In Sange Khara [Hard Stone] (2025), developed for the 36th Bienal, Laila Hida offers a landscape where memory is not narrated, but circled – tentatively, tenderly, with the gravity of something sacred and half-forgotten. The project stages a kind of poetic inquiry where images seem to emerge from a re-constructed memory anchored by a 16mm film and expanded through an immersive installation. Characters cross paths, brought together through a tapestry of iconographic and cinematic references: the young woman from The Wanderers of the Desert (1984), the couple in The Sheltering Sky (1990). Two young guys ride their bikes and strike poses on a dirt road as if freshly cast in a rap video summoning an apparition, a construct of a landscape, the desert, the oasis, and the people who inhabit them, filtered through cinema and image.
The video unfolds as a loop of interwoven images, each slipping into the next. It drifts from one reference to another, bridging temporalities, geographies, aesthetics, and narratives. The whole installation invites visitors to sit, lie down, and pause. Its scenographic elements and layout evoke spaces of shade and desert architecture, in which every detail serves a practical function while carrying a quiet, deliberate aesthetic.
Hida’s work has long explored how memory and desire survive in fragments, images, objects, gestures that slip between fact and fiction. Here, she builds a setting where the coordinates of plot, belief, and explanation dissolve.

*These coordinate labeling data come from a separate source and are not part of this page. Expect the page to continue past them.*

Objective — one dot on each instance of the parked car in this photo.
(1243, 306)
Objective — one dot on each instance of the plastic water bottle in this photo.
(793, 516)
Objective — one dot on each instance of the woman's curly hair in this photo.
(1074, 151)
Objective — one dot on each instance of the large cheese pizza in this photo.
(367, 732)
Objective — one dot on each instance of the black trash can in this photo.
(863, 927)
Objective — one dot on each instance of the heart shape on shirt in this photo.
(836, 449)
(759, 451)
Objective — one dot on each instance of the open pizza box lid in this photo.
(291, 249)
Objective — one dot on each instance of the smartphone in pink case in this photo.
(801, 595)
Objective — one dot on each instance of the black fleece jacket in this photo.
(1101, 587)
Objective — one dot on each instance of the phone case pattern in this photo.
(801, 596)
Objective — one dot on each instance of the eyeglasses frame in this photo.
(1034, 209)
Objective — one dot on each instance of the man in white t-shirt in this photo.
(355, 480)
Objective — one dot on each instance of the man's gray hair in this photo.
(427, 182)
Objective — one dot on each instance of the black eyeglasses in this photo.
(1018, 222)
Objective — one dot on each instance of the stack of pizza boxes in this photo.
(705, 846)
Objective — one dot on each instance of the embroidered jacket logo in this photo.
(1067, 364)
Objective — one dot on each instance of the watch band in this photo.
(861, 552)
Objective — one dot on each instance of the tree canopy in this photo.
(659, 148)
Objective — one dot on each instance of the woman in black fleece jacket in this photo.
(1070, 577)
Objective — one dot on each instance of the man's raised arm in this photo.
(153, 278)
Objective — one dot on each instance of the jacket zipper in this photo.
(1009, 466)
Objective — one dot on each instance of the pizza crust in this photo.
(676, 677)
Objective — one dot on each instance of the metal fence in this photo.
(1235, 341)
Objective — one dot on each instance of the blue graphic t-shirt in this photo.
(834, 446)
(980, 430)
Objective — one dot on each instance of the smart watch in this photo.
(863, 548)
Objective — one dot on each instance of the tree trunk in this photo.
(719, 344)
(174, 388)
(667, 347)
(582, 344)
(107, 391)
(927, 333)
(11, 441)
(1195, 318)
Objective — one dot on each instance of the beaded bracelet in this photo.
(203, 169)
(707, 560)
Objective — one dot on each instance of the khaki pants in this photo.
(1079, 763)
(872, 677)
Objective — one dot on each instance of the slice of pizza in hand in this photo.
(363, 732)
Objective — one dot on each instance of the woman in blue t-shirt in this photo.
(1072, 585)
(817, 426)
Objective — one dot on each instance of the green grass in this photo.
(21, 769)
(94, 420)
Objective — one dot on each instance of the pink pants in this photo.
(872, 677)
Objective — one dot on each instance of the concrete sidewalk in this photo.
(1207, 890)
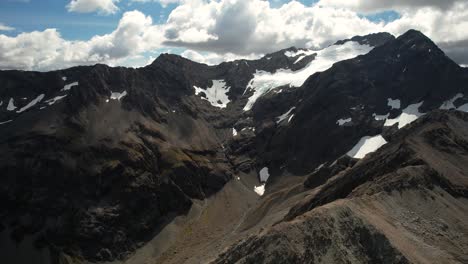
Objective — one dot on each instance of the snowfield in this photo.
(263, 82)
(342, 122)
(409, 115)
(366, 145)
(216, 94)
(285, 116)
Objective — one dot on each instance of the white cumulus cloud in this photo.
(214, 31)
(47, 50)
(4, 27)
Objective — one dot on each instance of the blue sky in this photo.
(53, 34)
(42, 14)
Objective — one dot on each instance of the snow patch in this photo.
(260, 190)
(299, 59)
(69, 86)
(55, 99)
(409, 115)
(11, 105)
(380, 117)
(463, 108)
(118, 96)
(264, 175)
(263, 82)
(366, 145)
(31, 104)
(285, 116)
(341, 122)
(394, 104)
(216, 94)
(447, 105)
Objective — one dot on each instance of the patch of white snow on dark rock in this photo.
(366, 145)
(409, 115)
(342, 122)
(394, 104)
(285, 116)
(264, 174)
(55, 99)
(31, 104)
(69, 86)
(118, 96)
(11, 105)
(447, 105)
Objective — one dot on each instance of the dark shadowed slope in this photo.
(405, 203)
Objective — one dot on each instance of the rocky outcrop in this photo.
(363, 215)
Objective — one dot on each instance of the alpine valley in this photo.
(357, 153)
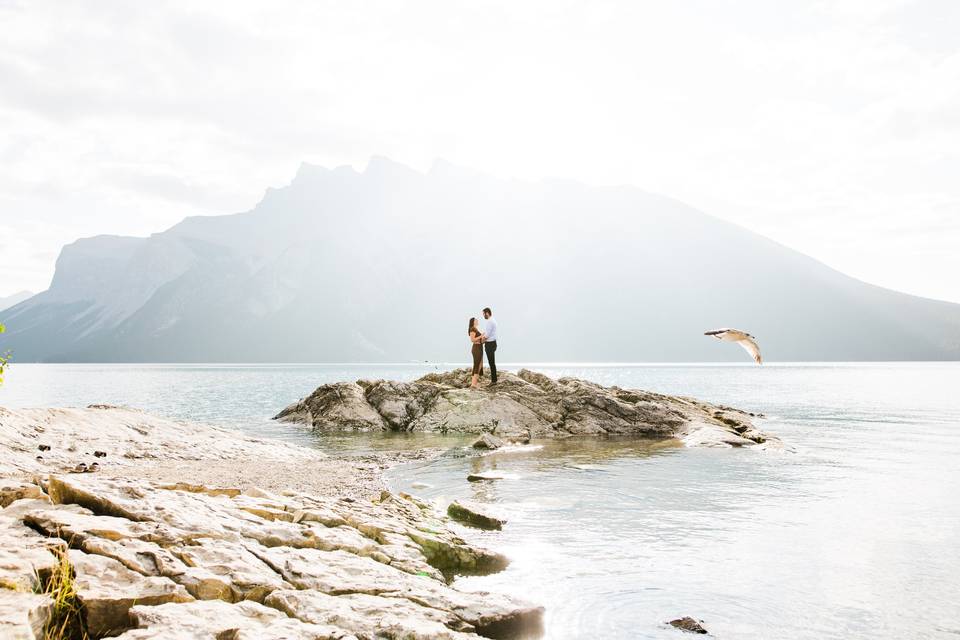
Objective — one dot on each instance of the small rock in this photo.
(474, 514)
(487, 441)
(486, 475)
(13, 490)
(688, 624)
(23, 614)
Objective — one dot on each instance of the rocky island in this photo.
(522, 406)
(114, 522)
(141, 549)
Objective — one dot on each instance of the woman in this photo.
(476, 337)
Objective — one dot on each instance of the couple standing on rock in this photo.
(483, 341)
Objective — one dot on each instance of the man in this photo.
(490, 343)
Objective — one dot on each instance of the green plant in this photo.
(67, 620)
(4, 357)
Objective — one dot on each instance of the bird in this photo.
(742, 338)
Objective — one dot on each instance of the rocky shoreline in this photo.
(141, 549)
(114, 522)
(522, 406)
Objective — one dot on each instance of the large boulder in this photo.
(107, 590)
(216, 619)
(522, 405)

What remains is sonic residue, atmospheric drift, handmade clues. The film gestures toward the fabrication of landscapes, trans-Saharan crossings, and post-colonial imaginaries, but it does so with quiet insistence, avoiding spectacle. And the installation doesn’t ask to be understood so much as inhabited. Meaning is not stated; it is stumbled into. Or perhaps, like the circles in the sand, it is something you only recognize by returning.